Les femmes, les jeunes, les entrants sur le marché du travail, dont les immigrés, sont, en effet, davantage concernés. En Allemagne, où n'existait pas, jusqu'à présent, de salaire minimum, 60 % des jeunes ayant un diplôme inférieur ou égal au bac et qui ont un emploi ont un salaire inférieur au salaire minimum français. Le salaire minimum a donc, en France, un impact important.
Les politiques publiques ont connu des évolutions, notamment via la mise en oeuvre d'exonérations patronales ciblées sur les bas salaires. Les exonérations Fillon représentent ainsi un point de PIB. Depuis janvier 2014, le Cice, avec la réduction de 6 % sur la masse salariale brute en dessous de 2,5 Smic, représente également un point de PIB. Et 10 milliards supplémentaires, soit un demi point de PIB, sont en discussion. On en est donc à 2,5 points de PIB pour ces exonérations. Dans la période récente cependant, le coût du travail a continué d'évoluer, y compris au niveau des bas salaires, puisque les cotisations sociales ont augmenté de quatre points depuis 2008.

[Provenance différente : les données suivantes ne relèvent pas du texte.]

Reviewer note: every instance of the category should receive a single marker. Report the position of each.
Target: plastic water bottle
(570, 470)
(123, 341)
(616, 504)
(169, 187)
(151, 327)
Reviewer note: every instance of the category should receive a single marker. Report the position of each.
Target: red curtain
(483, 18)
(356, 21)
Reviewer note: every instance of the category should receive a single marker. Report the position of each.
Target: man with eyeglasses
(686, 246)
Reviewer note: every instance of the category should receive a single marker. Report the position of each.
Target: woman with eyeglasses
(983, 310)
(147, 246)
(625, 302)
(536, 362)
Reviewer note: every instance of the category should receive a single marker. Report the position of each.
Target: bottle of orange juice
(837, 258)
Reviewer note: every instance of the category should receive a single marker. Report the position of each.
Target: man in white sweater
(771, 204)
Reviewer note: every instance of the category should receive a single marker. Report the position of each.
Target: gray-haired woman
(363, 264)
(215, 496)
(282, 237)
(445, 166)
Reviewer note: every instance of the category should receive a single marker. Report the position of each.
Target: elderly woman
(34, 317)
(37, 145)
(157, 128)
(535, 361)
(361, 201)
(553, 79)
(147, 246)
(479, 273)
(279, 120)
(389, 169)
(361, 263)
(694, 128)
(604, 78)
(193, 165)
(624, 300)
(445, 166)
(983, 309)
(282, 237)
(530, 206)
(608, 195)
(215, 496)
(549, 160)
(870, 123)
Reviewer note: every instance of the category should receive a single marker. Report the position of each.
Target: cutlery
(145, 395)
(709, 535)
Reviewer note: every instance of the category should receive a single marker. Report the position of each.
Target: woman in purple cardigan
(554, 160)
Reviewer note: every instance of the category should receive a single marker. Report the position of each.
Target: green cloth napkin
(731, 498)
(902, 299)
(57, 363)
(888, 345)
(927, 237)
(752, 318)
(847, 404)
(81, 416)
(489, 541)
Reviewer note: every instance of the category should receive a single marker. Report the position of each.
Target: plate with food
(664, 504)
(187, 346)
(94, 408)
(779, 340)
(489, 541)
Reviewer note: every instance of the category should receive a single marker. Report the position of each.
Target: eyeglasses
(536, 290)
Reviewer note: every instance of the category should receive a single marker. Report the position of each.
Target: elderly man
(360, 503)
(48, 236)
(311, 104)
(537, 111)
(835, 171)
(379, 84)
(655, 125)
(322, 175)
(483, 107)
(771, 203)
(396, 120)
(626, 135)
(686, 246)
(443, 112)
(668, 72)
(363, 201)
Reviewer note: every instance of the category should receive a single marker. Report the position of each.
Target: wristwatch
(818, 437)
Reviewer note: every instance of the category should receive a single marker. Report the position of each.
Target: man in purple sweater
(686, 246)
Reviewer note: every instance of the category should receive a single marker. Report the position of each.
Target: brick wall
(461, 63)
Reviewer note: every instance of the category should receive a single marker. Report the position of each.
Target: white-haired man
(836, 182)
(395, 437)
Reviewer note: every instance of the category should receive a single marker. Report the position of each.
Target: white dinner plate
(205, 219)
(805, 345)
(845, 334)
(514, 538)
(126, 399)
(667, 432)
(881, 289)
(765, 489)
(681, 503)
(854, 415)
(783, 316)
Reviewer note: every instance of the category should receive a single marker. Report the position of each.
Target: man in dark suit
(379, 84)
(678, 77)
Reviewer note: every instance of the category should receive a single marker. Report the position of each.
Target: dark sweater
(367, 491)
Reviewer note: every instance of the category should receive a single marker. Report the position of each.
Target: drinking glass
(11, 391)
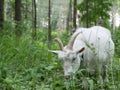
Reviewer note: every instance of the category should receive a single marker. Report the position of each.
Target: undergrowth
(26, 64)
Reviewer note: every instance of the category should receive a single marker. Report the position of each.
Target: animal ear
(54, 51)
(81, 50)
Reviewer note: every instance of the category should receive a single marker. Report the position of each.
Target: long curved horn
(60, 43)
(71, 42)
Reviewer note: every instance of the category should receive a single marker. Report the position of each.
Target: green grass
(26, 64)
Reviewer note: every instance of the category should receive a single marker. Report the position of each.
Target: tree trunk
(74, 14)
(87, 14)
(18, 17)
(49, 22)
(1, 13)
(34, 18)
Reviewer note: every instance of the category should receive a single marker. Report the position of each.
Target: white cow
(91, 46)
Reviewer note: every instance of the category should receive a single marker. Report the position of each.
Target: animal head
(69, 57)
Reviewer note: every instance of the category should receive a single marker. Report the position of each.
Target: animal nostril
(67, 77)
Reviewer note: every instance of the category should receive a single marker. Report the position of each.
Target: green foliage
(26, 64)
(116, 38)
(97, 9)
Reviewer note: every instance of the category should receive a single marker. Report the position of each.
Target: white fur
(99, 50)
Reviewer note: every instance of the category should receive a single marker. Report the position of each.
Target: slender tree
(87, 14)
(34, 17)
(74, 14)
(18, 16)
(1, 13)
(49, 22)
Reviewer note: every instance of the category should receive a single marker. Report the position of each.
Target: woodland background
(27, 30)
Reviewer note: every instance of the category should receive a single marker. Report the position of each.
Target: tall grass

Ces allègements de charges contribuent-ils à créer des emplois ? Dans une étude conduite avec Stéphane Carcillo et Thomas Lebarbanchon, qu'une note de l'Institut Montaigne met en perspective avec d'autres études, nous avons pu évaluer cet effet au niveau des bas salaires. Le 4 décembre 2008, Nicolas Sarkozy annonçait que toute embauche jusqu'à 1,6 Smic dans les entreprises de moins de 10 salariés serait exonérée, avec une date limite au 31 décembre 2009. C'est le dispositif dit « zéro charges », qui réduisait le coût de travail de 12 % au niveau du Smic, avec un effet décroissant, s'annulant à 1,6 Smic. Cette mesure, ciblée, pour des raisons budgétaires, sur les petites entreprises avec l'idée qu'elles emploient davantage de salariés peu qualifiés, nous offrait le fameux groupe témoin dont nous manquions jusqu'alors. Le seuil d'éligibilité, fixé à une moyenne de 10 équivalents temps plein (ETP) entre janvier et novembre 2008, ne permettait pas aux entreprises, l'annonce étant faite le 4 décembre, de manipulations sur leur taille. Nous avons établi une comparaison, sur la période 2005-2009, entre les entreprises de 6 à 10 salariés, et celles de 10 à 14 salariés, sur la base des déclarations annuelles de données sociales et d'un fichier de Pôle emploi qui nous permettait de savoir quelles entreprises avaient été touchées, et pour quelles embauches.
Stéphane Carcillo, qui, comme membre du cabinet de Christine Lagarde, avait participé à la mise en oeuvre de cette mesure, savait que son annonce avait été une véritable surprise, le Président de la République ayant souhaité que le projet en reste secret. Cet effet de surprise est confirmé par les requêtes sur Google, qui enflent à partir de décembre 2008. Les entreprises n'ont donc pu ajuster leurs effectifs en amont, en retardant des embauches pour bénéficier d'une mesure connue d'avance. C'était pour nous la garantie que l'effet mesuré ne serait pas surévalué.